Un message constructif

« Écrire droit avec des courbes » rapporte des épreuves extrêmement difficiles, mais le lecteur retiendra selon nous son message positif et cette envie qu’elle partage de se donner les moyens de construire un bel avenir.
« La vie est le seul jeu dont les règles ne sont pas données au départ. Et le but en est, selon moi, de les découvrir pour vivre en harmonie avec son histoire », poursuit Patricia Dizy-Mercuriali. Pour corriger un texte, il faut être capable de lire, de même pour modifier une trajectoire de vie, il convient de tirer les enseignements des expériences vécues. Les obstacles deviennent des tremplins. L’humain éveillé à qui il est vraiment devient capable de se libérer des automatismes pour éviter les répétitions tragiques. Il reprend son pouvoir créateur ».

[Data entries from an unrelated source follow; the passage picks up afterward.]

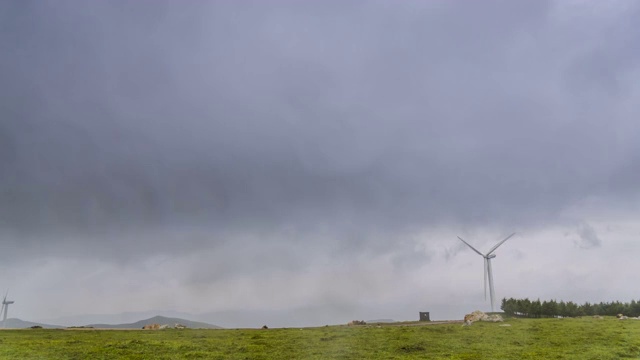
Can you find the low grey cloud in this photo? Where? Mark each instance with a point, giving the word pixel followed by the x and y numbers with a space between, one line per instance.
pixel 280 137
pixel 588 237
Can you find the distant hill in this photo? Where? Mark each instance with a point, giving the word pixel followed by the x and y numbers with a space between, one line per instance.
pixel 21 324
pixel 162 320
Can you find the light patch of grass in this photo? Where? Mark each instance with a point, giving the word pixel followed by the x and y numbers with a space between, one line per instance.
pixel 584 338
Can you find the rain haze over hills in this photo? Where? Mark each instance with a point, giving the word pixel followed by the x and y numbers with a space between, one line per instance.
pixel 308 162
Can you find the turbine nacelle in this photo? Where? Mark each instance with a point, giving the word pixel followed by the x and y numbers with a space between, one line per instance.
pixel 488 273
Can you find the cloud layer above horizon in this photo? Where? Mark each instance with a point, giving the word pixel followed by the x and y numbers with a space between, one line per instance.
pixel 255 141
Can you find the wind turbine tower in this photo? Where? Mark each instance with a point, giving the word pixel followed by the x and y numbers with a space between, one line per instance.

Aujourd’hui, l’auteure ne « regrette plus rien » puisque ses erreurs la construisent. « Il s’agit moins d’éliminer ses ombres que de les illuminer, car lorsqu’une prise de conscience éclaire une situation, celle-ci s’en trouve naturellement transformée. Une sorte d’alchimie psychique ! »
Après avoir écrit, un exercice que l’auteure qualifie de « très solitaire », Patricia Dizy-Mercuriali souhaite désormais rencontrer les gens, partager ses découvertes, établir un dialogue et répondre aux questions, notamment lors de conférences de présentation (comme celle qu’elle a donnée au L.Y.S le 3 mai dernier).

Patricia Dizy-Mercuriali, « Ecrire droit avec des courbes », Editions de l’Onde, 2018, 17 euros.